By Guy Page
Gov. Phil Scott supports Vermont joining California’s ban on the sale of new internal combustion engine cars and light trucks by 2035.
A 2006 Vermont state law requires Vermont adopt any air emissions regulations first adopted by the State of California. When the law passed, it was seen as a way to reduce smog levels more quickly than less aggressive federal emissions standards. But earlier this year, Gov. Gavin Newsom decided California will ban sale of new ICE vehicles by 2035, with a ‘ramp down’ beginning in 2026.
In response, the Scott administration has pushed similar regulations into the state regulatory approval pipeline. The move to non-gas powered vehicles is seen as a major step to achieving carbon emission goals.
At his press conference today, Vermont Daily Chronicle asked Gov. Scott: “By law we are committed to follow California emissions standards. A rule to follow California’s decision to ban sale of new ICE cars by 2035 is now in the interagency and legislative administrative rules process. Do you support Vermont banning the sale of new ICE cars in Vermont by 2035?”

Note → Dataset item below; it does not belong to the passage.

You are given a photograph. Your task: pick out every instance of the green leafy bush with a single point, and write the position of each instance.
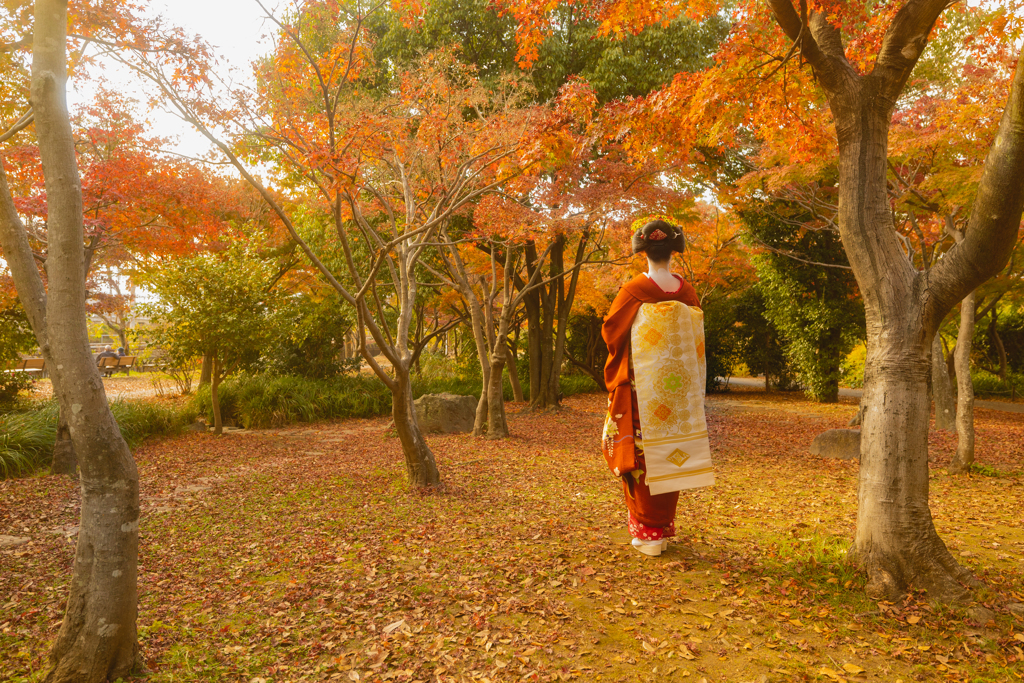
(987, 385)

“I’m a big proponent of EVs,” Scott answered. “I do believe we have to wean ourselves off internal combustion vehicles as soon as possible.”

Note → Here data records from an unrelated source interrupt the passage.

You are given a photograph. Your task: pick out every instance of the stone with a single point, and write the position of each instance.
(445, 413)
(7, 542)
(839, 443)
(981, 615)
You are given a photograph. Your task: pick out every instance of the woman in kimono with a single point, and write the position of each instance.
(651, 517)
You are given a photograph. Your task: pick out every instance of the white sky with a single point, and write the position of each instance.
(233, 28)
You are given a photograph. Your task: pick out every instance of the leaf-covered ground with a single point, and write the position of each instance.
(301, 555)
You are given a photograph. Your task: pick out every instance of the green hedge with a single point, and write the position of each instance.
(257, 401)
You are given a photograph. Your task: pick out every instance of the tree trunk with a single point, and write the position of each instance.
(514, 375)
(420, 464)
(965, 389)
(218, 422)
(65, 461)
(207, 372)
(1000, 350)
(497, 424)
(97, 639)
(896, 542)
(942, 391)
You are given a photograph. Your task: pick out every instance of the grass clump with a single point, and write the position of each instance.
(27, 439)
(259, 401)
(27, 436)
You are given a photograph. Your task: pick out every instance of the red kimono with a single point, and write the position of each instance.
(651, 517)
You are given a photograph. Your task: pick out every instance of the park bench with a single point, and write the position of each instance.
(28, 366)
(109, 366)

He also supports Vermonters buying more vehicles powered by hydrogen-powered fuel cells.
Hydrogen-powered cars are available for purchase in the U.S. market. The Toyota Mira, the Hyundai Nexo, and the Honda Clarity all sell for about $60,000. Electric cars also cost significantly more than ICE cars.
Other New England states are backing away from going along with the CA ICE ban. New Hampshire has never been part of the multi-state pact. Critics of the proposed ban say it would drive Vermont car buyers to New Hampshire. Scott added that carmakers such as Ford and GE may not be selling ICE cars by 2035.

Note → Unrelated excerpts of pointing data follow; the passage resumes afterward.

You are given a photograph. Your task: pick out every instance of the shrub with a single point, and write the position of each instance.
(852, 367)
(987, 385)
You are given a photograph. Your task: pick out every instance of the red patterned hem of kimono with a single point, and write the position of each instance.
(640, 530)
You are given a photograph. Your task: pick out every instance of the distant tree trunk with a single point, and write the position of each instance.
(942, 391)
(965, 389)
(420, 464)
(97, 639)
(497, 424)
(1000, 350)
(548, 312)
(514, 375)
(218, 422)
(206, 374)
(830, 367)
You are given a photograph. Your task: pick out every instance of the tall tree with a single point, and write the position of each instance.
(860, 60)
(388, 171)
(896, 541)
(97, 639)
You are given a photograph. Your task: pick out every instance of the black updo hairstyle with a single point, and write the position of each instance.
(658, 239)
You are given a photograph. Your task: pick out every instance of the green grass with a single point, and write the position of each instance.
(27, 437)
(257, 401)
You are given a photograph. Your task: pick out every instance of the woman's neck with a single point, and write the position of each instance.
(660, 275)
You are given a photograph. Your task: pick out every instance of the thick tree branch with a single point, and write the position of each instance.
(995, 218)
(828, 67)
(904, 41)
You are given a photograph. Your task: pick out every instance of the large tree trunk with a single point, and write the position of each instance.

Earlier in the press conference, a reporter asked Scott how he likes the new EV pickup truck the State of Vermont bought for transporting him.
“It really is amazing in a lot of respects,” the retired professional race car driver said. “It has incredible torque, pickup, quiet. No complaints thus far.”
Scott was asked if he’s concerned that making Vermont reliant on electricity for transportation would worsen the impact of a widespread power blackout. He said the same problem would exist with ICE vehicles if gasoline becomes unavailable, and that hydrogen vehicles wouldn’t be susceptible to power blackouts.
Guy Page is publisher of the Vermont Daily Chronicle. Reprinted with permission.